Глядя на него, я переживал какой-то внутренний кризис. «Общее мнение» сделало уже надо мной своё дело, и я уже смотрел на Литвицкого с известной предвзятой точки зрения; и когда он вдруг вышел из себя и начал жёлчно громить товарищество, у меня мелькнула мысль, что вот он горячится, значит — не прав. Но чем больше он говорил, тем яснее для меня становилось, что этот человек переживает глубокое страдание, и настал момент, когда я как-то внутренне, помимо соображений и размышлений, почувствовал, что он чист, и всё, что про него говорят, скверная клевета.
Я подошёл к нему.
— Ну, успокойтесь, Литвицкий, успокойтесь, — промолвил я, очевидно, искренним голосом, — если бы моя дружба могла искупить в ваших глазах эту страшную несправедливость товарищей, то я охотно предложил бы вам её.
Он посмотрел мне в глаза, как бы проверяя, искренно ли это я говорю, не смеюсь ли, не издеваюсь ли над ним. Должно быть, в моих глазах он прочитал выражение искренности. Он протянул мне руку и крепко пожал мою.

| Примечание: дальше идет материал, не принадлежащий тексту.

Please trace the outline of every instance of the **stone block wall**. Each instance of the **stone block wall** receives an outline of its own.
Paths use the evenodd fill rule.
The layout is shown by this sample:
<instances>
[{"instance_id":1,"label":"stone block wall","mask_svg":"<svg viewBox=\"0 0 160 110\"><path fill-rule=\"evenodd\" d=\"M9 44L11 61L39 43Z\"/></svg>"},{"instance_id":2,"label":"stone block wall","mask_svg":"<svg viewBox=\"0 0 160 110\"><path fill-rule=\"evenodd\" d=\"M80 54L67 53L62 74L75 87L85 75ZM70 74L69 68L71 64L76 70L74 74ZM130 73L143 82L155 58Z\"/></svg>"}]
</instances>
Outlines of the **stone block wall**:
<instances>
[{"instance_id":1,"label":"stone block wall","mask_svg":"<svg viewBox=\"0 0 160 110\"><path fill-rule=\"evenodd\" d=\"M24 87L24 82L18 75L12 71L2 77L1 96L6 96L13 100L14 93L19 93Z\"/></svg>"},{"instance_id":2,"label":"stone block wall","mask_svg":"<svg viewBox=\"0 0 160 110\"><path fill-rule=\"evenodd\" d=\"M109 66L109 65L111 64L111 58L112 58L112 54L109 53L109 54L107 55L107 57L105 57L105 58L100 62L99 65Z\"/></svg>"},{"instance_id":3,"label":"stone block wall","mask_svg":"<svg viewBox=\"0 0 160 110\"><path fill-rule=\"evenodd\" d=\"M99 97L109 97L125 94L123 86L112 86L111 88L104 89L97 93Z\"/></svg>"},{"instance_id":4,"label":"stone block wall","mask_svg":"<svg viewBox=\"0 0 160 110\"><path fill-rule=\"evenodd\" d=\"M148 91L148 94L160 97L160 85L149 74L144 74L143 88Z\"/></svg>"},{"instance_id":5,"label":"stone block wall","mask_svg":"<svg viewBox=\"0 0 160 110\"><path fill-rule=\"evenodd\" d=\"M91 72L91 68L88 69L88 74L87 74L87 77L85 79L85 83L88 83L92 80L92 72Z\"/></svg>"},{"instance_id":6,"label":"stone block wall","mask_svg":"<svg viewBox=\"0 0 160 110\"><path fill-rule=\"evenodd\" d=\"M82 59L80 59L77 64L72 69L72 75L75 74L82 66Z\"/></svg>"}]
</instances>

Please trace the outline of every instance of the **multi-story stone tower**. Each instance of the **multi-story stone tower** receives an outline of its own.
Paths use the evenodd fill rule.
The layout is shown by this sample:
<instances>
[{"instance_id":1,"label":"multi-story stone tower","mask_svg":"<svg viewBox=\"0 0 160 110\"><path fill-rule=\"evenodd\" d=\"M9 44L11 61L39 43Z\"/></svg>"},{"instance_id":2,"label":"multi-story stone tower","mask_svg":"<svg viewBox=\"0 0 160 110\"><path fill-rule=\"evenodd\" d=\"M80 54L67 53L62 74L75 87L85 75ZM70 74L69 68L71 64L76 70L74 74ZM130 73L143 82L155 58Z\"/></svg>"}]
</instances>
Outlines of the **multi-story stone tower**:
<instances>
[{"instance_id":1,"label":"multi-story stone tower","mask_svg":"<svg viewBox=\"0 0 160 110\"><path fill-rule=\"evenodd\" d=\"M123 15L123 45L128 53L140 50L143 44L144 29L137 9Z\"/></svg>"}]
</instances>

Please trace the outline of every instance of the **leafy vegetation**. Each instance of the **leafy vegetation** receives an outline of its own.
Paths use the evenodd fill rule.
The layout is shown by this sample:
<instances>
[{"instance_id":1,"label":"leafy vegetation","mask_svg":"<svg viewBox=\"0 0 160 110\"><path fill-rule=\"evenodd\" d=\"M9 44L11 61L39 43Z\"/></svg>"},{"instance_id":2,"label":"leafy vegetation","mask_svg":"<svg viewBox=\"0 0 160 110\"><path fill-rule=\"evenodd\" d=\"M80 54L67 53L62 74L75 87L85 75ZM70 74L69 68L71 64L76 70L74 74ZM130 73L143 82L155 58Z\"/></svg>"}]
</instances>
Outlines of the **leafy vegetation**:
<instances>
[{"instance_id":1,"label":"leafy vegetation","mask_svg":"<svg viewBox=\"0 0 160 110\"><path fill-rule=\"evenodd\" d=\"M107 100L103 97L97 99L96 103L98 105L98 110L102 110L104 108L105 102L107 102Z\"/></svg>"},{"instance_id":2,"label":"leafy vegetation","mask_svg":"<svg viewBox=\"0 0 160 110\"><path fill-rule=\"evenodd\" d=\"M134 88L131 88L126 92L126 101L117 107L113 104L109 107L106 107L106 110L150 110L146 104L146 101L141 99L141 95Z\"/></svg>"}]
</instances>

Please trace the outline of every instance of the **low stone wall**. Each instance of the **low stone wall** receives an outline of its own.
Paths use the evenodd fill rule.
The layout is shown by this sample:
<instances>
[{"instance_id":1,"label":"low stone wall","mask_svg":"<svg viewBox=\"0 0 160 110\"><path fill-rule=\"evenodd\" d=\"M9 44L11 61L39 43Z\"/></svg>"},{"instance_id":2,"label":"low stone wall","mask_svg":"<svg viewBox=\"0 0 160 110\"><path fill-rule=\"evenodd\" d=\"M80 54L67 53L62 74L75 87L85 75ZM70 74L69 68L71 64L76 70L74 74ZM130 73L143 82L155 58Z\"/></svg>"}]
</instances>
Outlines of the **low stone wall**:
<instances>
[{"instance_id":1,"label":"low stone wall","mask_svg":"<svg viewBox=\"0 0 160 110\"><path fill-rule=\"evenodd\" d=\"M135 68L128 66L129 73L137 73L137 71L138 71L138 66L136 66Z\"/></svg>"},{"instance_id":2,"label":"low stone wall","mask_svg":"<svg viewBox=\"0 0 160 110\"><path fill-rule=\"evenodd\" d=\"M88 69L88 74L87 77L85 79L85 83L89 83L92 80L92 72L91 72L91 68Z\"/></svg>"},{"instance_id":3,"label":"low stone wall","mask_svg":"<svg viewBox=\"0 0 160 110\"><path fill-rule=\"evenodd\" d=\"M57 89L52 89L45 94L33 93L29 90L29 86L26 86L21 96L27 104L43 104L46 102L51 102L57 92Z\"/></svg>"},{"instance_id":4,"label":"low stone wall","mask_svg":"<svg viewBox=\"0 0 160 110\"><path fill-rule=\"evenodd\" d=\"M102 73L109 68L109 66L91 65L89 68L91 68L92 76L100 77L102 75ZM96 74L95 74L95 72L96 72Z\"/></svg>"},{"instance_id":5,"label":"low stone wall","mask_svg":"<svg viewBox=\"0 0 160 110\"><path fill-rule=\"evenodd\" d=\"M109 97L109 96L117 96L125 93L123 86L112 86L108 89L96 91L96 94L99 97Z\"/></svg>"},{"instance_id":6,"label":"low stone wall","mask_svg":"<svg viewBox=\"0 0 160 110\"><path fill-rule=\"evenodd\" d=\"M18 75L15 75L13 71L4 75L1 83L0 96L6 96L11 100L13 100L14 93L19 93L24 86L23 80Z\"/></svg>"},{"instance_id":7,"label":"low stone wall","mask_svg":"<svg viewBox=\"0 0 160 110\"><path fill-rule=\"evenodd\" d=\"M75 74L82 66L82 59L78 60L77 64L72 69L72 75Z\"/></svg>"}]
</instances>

— Да, может, может… благодарю вас… Может потому, что я страшно нуждаюсь в дружбе. Я делал тысячу попыток… Когда попадался человек свежий, мозг которого ещё не придавлен «общим мнением», деспотизмом товарищества, он ко мне относился и дружелюбно. Но проходила неделя, другая, и, смотришь, уж он на меня косится, уже холод в его глазах, уже, значит, его свободную волю скомкали, отняли от него личность, лишили его индивидуальности, и он сделался одним из тысячи, он принял на веру «общее мнение». Это трусость, боязнь быть самим собою, страх самому отвечать за своё мнение, и я уже думал, что и вы поступили в это стадо. Но спасибо вам, спасибо… Тяжело чувствовать себя одиноким среди тысячи молодых душ, таких же молодых, как ты сам, у которых, по-видимому, одинаковые с тобой цели и стремления. И ведь люди всё недурные, ко многим у меня сердце лежит, многим с удовольствием протянул бы руку. Но это их рабство перед «общим мнением», самое страшное рабство, какое только есть на свете, стоит между нами; оно убивает в них всякое чутьё. Ведь я постоянно среди них переживаю муки, и они этого не чувствуют. Как, значит, притупились их нервы…
Я ещё раз пожал его руку, и мы простились.
Прошёл год. Лето я провёл в деревне. Начался второй курс, наступила зима. Я был студентом второго курса, а Литвицкий оканчивал, готовясь к экзаменам. Он был на очень хорошем счету у профессоров, и ему, может быть, предстояла кафедра.
У меня с ним неизменно сохранялись добрые отношения. И я должен сказать, что он имел на меня хорошее влияние. Я был ужасно молод. Молодые умственные силы бродили, и в первое время я метался, не зная, какие знания предпочесть, на чём остановиться. То мне хотелось обнять умом всё, то влекло к чему-нибудь одному. Мои товарищи, как слепые, ощупью переходили с факультета на факультет. В воздухе тогда носились новые, ещё не усвоенные идеи. Царство естествознания, как основа всех наук, кончилось. На первый план выступала экономическая наука. Но между ними была ещё борьба, и слабые, не созревшие умы падали жертвою этой борьбы.
Спокойные люди избирали середину, занимались философией или математикой. Литвицкий, благодаря своим познаниям и ясному взгляду на вещи, незаметно руководил мною. Он научил меня любить ту науку, которую сам любил, и я усердно занялся историей.
Товарищи, по-видимому, простили мне мою дружбу с Литвицким. Они, правда, говорили со мной осторожно, и даже те, что прежде были со мной близки, заметно охладели. Со мной не были откровенны, но всё же признавали меня настолько, что мне не приходилось страдать.